Oil Higher on Surprising Data

Oil rose toward $64 a barrel as investors received a reprieve from growing American crude stockpiles and on signs that trade tensions between the US and China may ease.

Global equities sank after China unveiled its charges, which match the scale of proposed US tariffs announced earlier this week and ratchets up tension in a brewing trade war between the world's two largest economies.

On Thursday Trump said he was asking the United States Trade Representative to consider $100 billion more in tariffs as a retaliation against China.

"Instead of addressing its misconduct, China has retaliated against American farmers and manufacturers", the White House countered. Risk assets, including equities, rallied as Chinese and American officials indicated they're willing to negotiate on escalating frictions, helping to calm fears that a trade war could derail the strongest global growth in years.

June Brent crude oil finished the session at $68.12, up $0.48 or +0.71%.

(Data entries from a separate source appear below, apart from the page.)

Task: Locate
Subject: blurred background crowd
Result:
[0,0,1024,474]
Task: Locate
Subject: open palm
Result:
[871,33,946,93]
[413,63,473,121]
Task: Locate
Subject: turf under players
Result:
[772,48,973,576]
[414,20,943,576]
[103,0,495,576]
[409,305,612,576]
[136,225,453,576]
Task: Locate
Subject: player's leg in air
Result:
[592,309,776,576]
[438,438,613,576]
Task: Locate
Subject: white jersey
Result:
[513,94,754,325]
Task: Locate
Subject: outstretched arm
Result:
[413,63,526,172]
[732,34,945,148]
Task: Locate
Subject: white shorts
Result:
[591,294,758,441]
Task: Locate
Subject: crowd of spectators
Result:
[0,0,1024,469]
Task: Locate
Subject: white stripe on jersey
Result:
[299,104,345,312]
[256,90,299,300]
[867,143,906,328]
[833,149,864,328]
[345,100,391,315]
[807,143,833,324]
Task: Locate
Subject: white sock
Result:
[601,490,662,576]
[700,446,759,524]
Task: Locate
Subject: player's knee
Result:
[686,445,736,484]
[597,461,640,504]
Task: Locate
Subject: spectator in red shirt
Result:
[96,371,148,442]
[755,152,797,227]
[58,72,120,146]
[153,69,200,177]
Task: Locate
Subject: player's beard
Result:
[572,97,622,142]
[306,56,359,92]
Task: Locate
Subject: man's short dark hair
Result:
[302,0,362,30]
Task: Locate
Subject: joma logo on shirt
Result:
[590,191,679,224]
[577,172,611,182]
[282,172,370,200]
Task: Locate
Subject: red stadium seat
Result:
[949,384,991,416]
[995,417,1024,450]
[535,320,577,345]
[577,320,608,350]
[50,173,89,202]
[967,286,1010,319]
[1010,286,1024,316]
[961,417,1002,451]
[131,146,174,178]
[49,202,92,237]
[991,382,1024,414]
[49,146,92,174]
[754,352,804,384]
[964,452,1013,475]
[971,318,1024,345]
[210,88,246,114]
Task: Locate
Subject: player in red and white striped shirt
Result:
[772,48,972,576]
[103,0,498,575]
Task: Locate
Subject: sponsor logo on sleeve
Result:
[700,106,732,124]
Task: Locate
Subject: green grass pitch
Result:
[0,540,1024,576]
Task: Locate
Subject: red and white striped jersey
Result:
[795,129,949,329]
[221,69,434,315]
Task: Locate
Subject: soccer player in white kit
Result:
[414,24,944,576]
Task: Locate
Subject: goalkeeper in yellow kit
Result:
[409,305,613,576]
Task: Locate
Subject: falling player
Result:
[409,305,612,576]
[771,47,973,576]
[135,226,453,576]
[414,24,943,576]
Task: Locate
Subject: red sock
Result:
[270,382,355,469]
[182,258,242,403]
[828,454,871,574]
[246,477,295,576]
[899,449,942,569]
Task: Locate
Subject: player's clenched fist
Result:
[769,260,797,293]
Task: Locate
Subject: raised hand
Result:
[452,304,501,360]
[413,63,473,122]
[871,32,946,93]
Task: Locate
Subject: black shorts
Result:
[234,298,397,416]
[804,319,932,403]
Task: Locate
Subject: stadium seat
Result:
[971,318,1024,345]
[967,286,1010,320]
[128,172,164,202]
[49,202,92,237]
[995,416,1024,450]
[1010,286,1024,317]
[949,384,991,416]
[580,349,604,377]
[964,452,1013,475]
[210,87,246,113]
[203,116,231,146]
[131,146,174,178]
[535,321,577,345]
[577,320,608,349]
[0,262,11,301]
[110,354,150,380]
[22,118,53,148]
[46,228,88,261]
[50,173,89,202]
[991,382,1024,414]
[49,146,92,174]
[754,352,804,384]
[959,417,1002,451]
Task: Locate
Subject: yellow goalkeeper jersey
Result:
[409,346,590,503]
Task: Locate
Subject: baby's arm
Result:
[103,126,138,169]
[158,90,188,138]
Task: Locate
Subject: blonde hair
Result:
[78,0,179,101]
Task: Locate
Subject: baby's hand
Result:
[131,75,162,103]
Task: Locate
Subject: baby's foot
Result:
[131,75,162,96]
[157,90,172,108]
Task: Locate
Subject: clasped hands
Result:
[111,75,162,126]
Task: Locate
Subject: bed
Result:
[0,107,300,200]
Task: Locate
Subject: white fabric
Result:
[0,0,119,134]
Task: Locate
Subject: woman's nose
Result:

Brent crude futures were down 1.81 per cent at $66.89 per barrel at the time of writing, while the U.S. benchmark West Texas Intermediate (WTI) was down 1.89 per cent at $62.31 per barrel.

The price of oil has been stuck between the rise in US shale and a deal from the Organization of the Petroleum Exporting Countries' and Russian Federation to curb production and end a global supply glut.

The effect of EIA's report is likely to be limited this week, as yesterday a Bloomberg survey among industry analysts revealed OPEC's production last month had fallen to a 12-month low.

The crude oil prices went up after surprising data for drops in United States inventories. Also lending support for U.S. West Texas Intermediate and international-Brent crude oil was Russian Energy Minister Alexander Novak's comments that a joint organization for cooperation between OPEC and non-OPEC countries may be set up once the current deal on oil output curbs expires at the end of the year.

A report from the Oxford Institute of Energy Studies found the OPEC strategy could be complicated by future demand scenarios, however.

Brent hit a session low of $66.69 and US crude slumped as low as $62.06. That's far lower than the February increase in total non-farm payrolls of 313,000.

Rig count in the U.S. has gone up by 6 rigs to 990 last week, according to a report by services firm Baker Hughes. Posted as rig counts, gains or losses would have an inverse relationship on the price of oil.